С момента приказа Томасу проводить его сюда Бэккер ни на кого не смотрел и ничего не сказал. Со стороны он выглядел смиренным мальчишкой, вынужденным идти на выговор к родной матери, издалека зная, каким будет этот разговор. От надменного упрямца не осталось и следа — лишь жалостливое и безвольное существо.

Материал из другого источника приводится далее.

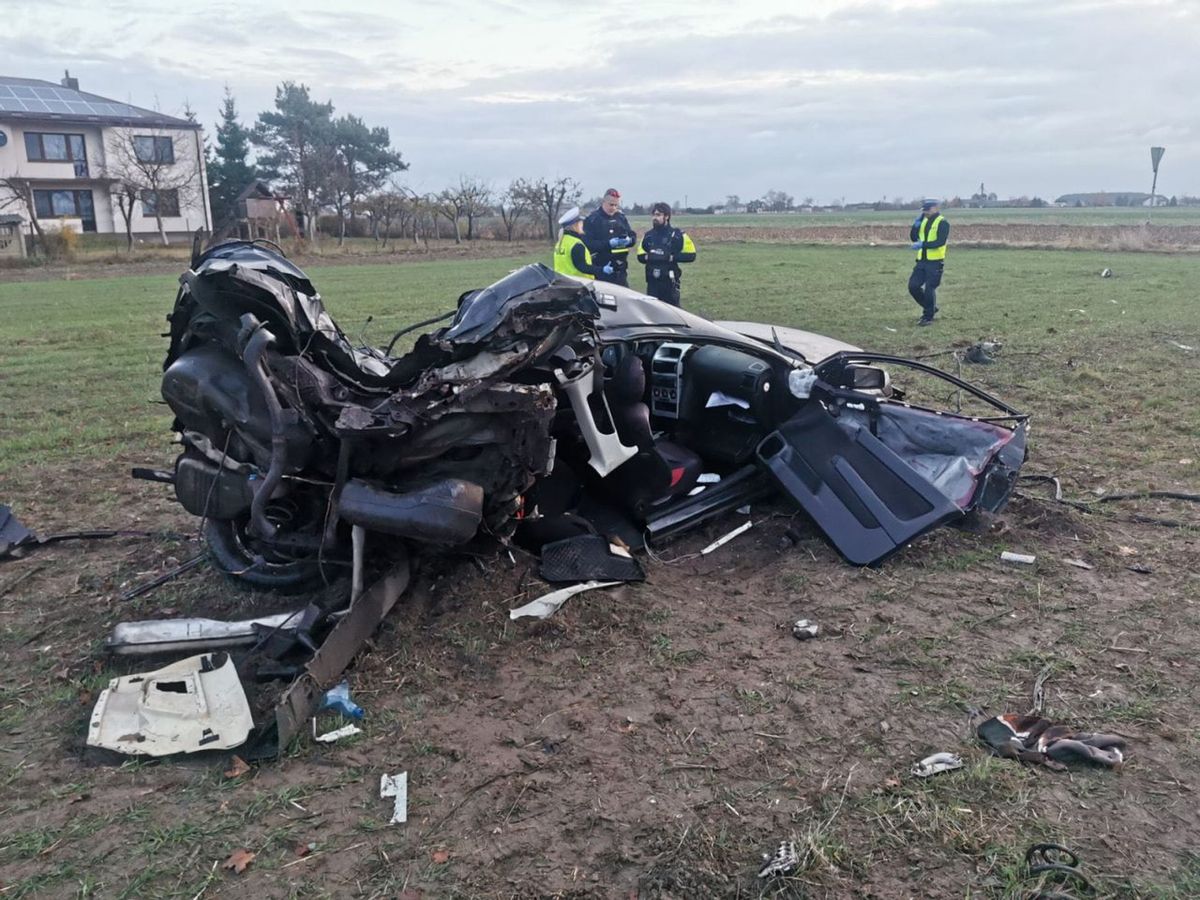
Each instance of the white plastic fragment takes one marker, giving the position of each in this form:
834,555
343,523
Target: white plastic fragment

Уже перед дверьми Бэккер впервые произнес:
— Я буду здесь.
— Что ты сказал? — Томас не хотел с ним говорить и уж тем более удовлетворять его желания. — До нового приказа Козырева я с тобой, а тебе быть у себя. Радуйся, что с Петей в камеру не упрятали!
— Коридор просматривается, идти некуда. Наблюдай из-за угла. Меня ждет разговор с членом совета Опуса. Твоего статуса недостаточно слышать его.
Упорство Томаса вынудило его разыграть эту карту. Когда же Томас отошел до края коридора, где еще утром Бэккер с Настей встретили пару охранников, то звонок матери через присланную ссылку на напульсник был произведен незамедлительно. Надев маленькие наушники, которые крепились у напульсника, Бэккер сполз на пол, упершись спиной в двери его комнаты. На экране напульсника появилось лицо взрослой женщины.
— Выглядишь ужасно. Еще и волосы состриг. Для матери мог бы и привести себя в порядок. Хотя кому я говорю, ты же у нас самый умный. Думать можешь только о себе.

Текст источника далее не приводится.